Härtetest für die KSV in Fürth

SpVgg Greuther Fürth - KSV Holstein, Sonnabend, 13 Uhr, Sportpark am Ronhof

In der vergangenen Saison erkämpften Kingsley Schindler & Co einen Punkt beim 0:0 in Fürth.

Nach der Länderspielpause wartet auf die KSV Holstein gleich eine hohe Hürde: Gastgeber am 5. Spieltag der 2. Fußball-Bundesliga ist am Sonnabend (13 Uhr) die SpVgg Greuther Fürth, die einen ähnlich guten  Start in die neue Saison erwischt hat. Beide Vereine sind noch ungeschlagen, lediglich das Torverhältnis macht aus den Störchen den Tabellendritten (beide acht Punkte) und aus den Franken die Nummer fünf. In der vergangenen Spielzeit ersparten sich die Franken nur aufgrund des besseren Torverhältnisses (-11/-14) die Abstiegsrelegation, die dann Erzgebirge Aue (beide 40 Punkte) bestreiten musste. Aber heimstark war das seit einem Jahr von Damir Buric betreute Team schon damals: In der Heimtabelle belegte die SpVgg mit 31 Punkten den dritten Rang, nur auswärts (neun) war Fürth zumeist leichtere Kost.

Tim Walter über die Störche: Es war wichtig, dass die Spieler nach den Belastungen der vergangenen Wochen einmal den Kopf freibekommen haben. Es ist im Training zu sehen, dass sie total erholt und mit Spaß bei der Sache sind.

Walter über Fürth: Eine kompakte Mannschaft, die aus einer geordneten Defensive zügig umschaltet. Fürth hat schnelle Stürmer, die mit viel Wucht angreifen, wir werden von der ersten Sekunde an hellwach sein müssen.
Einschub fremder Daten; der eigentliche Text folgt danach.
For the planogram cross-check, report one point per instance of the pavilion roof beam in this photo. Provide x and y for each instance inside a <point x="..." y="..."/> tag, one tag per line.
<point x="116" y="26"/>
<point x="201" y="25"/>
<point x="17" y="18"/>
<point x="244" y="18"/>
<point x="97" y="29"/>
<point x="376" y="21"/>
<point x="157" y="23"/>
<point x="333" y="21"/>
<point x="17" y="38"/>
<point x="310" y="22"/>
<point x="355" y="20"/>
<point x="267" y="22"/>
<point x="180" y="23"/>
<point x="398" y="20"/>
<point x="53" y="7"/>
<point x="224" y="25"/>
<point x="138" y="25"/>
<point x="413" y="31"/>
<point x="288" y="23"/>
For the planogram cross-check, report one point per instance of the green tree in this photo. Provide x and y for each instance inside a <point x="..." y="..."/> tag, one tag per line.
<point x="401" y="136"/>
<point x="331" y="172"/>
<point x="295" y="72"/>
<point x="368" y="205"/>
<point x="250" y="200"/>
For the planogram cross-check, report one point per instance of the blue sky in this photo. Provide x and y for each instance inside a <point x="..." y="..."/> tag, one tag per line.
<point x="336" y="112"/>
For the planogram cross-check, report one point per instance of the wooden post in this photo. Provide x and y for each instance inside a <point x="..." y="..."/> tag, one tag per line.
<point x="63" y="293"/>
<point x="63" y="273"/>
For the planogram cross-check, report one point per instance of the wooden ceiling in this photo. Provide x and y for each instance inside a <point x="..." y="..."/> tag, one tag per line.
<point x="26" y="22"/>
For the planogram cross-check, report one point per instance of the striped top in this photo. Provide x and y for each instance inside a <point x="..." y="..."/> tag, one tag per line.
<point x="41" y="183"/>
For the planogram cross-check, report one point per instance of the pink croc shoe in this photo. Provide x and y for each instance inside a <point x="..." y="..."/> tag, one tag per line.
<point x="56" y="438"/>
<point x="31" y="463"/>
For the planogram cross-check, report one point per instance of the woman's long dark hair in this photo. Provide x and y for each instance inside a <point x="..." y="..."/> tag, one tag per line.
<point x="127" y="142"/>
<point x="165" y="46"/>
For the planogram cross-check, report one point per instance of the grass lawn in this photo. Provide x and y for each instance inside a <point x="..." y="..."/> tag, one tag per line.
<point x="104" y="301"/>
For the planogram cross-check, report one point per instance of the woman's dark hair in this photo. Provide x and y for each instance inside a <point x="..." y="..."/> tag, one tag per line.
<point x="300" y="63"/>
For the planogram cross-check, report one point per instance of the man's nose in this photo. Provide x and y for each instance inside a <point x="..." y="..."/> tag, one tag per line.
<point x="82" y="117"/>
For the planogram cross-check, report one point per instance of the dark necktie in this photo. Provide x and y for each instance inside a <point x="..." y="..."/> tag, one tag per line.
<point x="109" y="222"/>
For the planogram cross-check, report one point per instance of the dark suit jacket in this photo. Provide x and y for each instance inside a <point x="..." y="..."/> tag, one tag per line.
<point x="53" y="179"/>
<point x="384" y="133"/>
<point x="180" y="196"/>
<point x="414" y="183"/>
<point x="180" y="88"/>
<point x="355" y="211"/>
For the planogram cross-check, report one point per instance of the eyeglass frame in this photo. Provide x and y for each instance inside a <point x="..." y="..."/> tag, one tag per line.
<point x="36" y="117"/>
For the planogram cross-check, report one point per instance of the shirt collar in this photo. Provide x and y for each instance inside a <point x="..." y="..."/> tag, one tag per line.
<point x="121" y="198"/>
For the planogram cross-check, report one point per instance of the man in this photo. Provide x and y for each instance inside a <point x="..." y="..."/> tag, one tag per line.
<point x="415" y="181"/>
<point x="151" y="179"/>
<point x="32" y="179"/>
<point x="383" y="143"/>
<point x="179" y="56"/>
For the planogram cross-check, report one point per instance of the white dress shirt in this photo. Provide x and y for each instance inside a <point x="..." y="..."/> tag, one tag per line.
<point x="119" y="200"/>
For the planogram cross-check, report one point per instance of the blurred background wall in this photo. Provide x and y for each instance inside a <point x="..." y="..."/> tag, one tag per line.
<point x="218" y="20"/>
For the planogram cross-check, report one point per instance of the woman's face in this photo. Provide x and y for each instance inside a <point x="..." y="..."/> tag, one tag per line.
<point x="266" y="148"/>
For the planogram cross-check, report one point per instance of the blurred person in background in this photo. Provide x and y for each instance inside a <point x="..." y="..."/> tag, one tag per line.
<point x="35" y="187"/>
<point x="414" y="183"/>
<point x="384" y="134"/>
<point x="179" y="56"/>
Personelle Situation: Die Nationalspieler Jae Sung Lee, Aaron Seydel, Janni Serra und Mathias Honsak sind von ihren Länderspielreisen zurück, allerdings brachte Seydel eine Fersenverletzung vom U21-Länderspiel mit und wird in Fürth fehlen. Hinter dem Einsatz von Dominik Schmidt (grippaler Infekt) steht ein Fragezeichen. Sonst kann Tim Walter aus dem Vollen schöpfen.

Bisherige Duelle: Die Vereine trafen bislang lediglich dreimal aufeinander, unvergessen wird auf jeden Fall die zweite Partie bleiben. Warum? Mit dem 3:1-Erfolg im Heimspiel gegen die Franken feierte die KSV ihren ersten Sieg in der 2. Bundesliga nach 36-jähriger Abstinenz. Zuvor hatten die Störchen 2:2 gegen den SV Sandhausen gespielt und bei Union Berlin in einem turbulenten Spiel mit 3:4 verloren. Vor knapp 9000 Zuschauern ging das seinerzeit noch von Janos Radoki trainierte Team durch Jürgen Gjasula (12.) mit 1:0 in Führung, doch Marvin Ducksch, Dominik Schmidt und Dominick Drexler drehten den Spieß noch um. Das Rückspiel endete torlos. Und das dritte Spiel? Dafür muss in den Geschichtsbüchern lange geblättert werden: Im Halbfinale um die deutsche Meisterschaft unterlag die KSV am 6. Juni 1926 vor 16.000 Zuschauern in Fürth mit 1:3. Die Kleeblätter gewannen auch das Finale (4:1 gegen Hertha BSC) und holten sich zum zweiten Mal nach 1914 die Victoria in ihre Vereinsvitrine.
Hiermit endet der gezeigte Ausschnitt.